John Scearce

Personal information
- Full name: John Paul Scearce
- Date of birth: December 19, 1997 (age 28)
- Place of birth: Nogales, Arizona, United States
- Height: 1.85 m (6 ft 1 in)
- Position: Midfielder

Team information
- Current team: Phoenix Rising FC

College career
- Years: Team / Apps / (Gls)
- 2016–2017: Yavapai Roughriders / 38 / (9)
- 2018–2019: Cornell Big Red / 31 / (10)

Senior career*
- Years: Team / Apps / (Gls)
- 2019: Lionsbridge FC / 12 / (0)
- 2020–2023: Union Omaha / 98 / (16)
- 2024–: Phoenix Rising / 46 / (2)

= John Scearce =

American soccer player (born 1997)

John Paul "JP" Scearce (born December 19, 1997) is an American soccer player who plays as a midfielder for Phoenix Rising FC in USL Championship.

==Career==
===High school===
Scearce attended Chaparral High School in Scottsdale, Arizona, where he was a member of the soccer team. He was an all-city selection both as a junior and a senior. Scearce also played club soccer for CCV Stars 98, which he captained.

===College and amateur===
Scearce began playing college soccer at Yavapai College in 2016, where he spent two seasons, making a total of 38 regular season appearances, scoring 13 goals and tallying 31 assists for the Roughriders. For his junior season, Scearce transferred to Cornell University. In his two seasons with Big Red, Scearce made 30 appearances, scoring 10 goals and tallying three assists. He also earned second-team All-Northeast Region honors from United Soccer Coaches.

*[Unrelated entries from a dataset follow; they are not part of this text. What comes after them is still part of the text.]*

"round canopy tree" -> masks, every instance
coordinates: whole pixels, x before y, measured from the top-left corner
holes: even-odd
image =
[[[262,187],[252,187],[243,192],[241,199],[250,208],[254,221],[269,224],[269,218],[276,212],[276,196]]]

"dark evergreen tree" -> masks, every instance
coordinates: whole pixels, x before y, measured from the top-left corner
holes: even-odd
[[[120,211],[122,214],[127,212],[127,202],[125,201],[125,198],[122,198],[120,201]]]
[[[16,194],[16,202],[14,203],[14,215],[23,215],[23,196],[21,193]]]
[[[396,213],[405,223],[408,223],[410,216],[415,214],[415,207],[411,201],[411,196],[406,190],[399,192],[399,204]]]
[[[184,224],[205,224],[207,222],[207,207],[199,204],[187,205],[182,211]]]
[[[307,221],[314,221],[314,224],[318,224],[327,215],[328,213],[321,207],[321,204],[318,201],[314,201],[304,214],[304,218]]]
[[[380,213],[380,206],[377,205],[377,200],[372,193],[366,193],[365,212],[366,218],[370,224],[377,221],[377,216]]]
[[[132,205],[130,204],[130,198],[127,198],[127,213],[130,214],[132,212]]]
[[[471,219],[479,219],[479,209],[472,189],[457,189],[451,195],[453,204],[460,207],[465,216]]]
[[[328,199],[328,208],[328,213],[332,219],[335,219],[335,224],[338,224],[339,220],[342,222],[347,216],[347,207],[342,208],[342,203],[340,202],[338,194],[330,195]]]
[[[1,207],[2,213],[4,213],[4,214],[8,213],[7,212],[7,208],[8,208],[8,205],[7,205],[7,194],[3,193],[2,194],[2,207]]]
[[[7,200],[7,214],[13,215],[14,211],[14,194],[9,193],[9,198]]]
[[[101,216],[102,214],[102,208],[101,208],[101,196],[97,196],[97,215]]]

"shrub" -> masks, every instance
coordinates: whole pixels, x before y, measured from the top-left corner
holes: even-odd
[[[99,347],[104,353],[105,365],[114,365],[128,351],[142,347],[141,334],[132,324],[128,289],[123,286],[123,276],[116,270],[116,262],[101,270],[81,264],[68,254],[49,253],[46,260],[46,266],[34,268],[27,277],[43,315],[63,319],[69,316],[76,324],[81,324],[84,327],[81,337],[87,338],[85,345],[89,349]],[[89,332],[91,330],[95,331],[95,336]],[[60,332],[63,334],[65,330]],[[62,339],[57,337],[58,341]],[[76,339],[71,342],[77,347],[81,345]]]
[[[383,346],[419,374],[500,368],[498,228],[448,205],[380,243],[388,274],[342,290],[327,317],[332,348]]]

In his senior college season, Scearce played in the USL League Two with Lionsbridge FC in 2019.

===Professional===
On February 16, 2020, Scearce signed with USL League One side Union Omaha. He made his professional debut on August 1, 2020, appearing as an 84th-minute substitute in a 1–0 win over North Texas SC.

On December 12, 2023, Scearce signed with Phoenix Rising FC in the USL Championship.